Consequenties advies kabinet voor de arbodienstverlening

Het kabinet overweegt afschaffing van de verplichte ondersteuning door arbodiensten en baseert zich hierbij op de ervaringen van de afgelopen jaren. Bij kleine bedrijven zou op het terrein van arbozorg weinig bereikt zijn ondanks de verplichte aansluiting. De NVAB deelt de conclusie dat de resultaten in het MKB-segment sterk wisselend van niveau zijn, maar is niet van mening dat afschaffen van de verplichte integrale ondersteuning de oplossing is voor dit probleem. In de analyse van de NVAB is kwalitatief goede arbodienstverlening alleen succesvol als werkgever en werknemer arbozorg als hun eigen verantwoordelijkheid zien en nemen.
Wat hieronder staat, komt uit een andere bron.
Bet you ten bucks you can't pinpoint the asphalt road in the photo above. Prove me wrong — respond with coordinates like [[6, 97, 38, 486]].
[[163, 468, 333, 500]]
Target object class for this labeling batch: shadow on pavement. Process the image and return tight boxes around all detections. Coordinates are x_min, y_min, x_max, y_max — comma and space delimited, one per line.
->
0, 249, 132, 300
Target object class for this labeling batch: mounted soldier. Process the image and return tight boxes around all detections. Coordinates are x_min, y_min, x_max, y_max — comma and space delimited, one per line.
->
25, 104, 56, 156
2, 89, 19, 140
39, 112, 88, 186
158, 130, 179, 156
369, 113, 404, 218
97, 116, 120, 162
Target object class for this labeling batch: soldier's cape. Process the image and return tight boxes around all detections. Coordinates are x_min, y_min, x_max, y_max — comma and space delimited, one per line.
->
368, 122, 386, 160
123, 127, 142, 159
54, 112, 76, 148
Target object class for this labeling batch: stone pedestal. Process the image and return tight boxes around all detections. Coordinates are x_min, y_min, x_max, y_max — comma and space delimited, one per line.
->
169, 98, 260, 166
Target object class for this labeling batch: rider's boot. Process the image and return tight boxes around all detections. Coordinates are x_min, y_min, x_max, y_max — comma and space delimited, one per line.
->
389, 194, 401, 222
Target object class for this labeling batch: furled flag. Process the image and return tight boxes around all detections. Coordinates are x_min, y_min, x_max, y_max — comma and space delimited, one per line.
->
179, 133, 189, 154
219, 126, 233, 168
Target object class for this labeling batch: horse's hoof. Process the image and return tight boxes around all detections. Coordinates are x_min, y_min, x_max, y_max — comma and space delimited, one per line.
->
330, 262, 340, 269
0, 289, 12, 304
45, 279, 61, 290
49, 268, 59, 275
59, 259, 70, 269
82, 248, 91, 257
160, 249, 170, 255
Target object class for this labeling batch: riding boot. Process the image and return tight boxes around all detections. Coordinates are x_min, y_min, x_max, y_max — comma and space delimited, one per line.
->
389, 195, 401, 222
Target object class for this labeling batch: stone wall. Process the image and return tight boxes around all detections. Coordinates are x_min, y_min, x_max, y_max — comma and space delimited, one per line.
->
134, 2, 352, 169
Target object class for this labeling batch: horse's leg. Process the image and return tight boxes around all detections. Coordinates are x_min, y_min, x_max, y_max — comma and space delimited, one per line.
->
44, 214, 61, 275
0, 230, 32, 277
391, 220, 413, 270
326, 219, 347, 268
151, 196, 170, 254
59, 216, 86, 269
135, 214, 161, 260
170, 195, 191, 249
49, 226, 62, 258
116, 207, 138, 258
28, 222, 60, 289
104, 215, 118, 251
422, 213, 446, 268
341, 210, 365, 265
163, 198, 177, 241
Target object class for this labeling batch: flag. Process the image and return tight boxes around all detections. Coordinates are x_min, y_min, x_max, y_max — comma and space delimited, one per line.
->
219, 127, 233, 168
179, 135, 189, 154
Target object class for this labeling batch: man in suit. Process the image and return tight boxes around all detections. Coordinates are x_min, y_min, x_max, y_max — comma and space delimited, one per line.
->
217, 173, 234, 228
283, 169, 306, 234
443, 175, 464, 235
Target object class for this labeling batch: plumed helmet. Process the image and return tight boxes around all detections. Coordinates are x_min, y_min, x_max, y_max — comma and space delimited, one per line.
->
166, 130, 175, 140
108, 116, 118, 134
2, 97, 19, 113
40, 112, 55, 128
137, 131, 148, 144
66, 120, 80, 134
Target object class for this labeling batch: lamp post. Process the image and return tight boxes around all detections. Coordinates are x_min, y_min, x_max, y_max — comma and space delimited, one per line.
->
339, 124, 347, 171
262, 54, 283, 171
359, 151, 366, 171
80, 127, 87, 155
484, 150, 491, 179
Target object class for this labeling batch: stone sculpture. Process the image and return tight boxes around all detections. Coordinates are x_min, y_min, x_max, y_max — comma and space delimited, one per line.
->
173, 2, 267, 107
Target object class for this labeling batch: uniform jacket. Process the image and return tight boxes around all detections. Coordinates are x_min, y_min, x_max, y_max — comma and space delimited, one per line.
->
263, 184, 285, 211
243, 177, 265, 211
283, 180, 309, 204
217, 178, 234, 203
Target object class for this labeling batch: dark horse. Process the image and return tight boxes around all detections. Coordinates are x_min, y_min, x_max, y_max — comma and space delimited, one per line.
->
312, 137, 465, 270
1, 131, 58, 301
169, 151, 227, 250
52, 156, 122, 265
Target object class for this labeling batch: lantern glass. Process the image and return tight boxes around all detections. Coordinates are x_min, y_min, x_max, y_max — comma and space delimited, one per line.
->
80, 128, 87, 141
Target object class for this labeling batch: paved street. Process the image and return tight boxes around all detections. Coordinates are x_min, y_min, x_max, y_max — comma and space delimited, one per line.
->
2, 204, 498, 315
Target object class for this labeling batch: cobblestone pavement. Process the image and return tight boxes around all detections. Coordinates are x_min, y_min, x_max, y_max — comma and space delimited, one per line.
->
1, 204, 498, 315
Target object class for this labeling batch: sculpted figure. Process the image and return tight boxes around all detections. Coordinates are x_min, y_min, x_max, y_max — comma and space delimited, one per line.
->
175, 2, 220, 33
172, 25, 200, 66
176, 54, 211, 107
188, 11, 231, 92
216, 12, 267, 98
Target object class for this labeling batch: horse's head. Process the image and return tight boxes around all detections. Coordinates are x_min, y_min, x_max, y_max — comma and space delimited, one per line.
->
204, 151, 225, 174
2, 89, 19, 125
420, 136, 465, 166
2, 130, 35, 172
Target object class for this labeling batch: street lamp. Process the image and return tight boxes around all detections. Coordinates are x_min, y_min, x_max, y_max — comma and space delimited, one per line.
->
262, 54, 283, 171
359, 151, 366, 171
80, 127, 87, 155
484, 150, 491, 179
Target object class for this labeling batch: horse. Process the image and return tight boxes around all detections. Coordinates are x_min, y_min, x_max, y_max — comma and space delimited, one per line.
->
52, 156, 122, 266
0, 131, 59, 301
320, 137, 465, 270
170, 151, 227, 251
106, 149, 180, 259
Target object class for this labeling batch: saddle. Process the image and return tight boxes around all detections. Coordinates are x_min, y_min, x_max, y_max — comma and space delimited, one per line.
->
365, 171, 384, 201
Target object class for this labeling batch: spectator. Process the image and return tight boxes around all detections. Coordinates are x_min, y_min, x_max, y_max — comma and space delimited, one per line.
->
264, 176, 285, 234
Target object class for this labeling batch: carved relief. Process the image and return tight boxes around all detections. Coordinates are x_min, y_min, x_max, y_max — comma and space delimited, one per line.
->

Andere voorwaarden voor succes zijn, dat in de advisering op het gebied van arbozorg een integrale koppeling tussen preventie en curatie tot stand komt en dat de adviezen goed aansluiten op de situatie van werkgever en werknemer. Van een goede koppeling tussen preventie en curatie is bijvoorbeeld sprake als instrumenten zoals de risico- inventarisatie aansluiten op de werkelijke problematiek van het bedrijf of de branche.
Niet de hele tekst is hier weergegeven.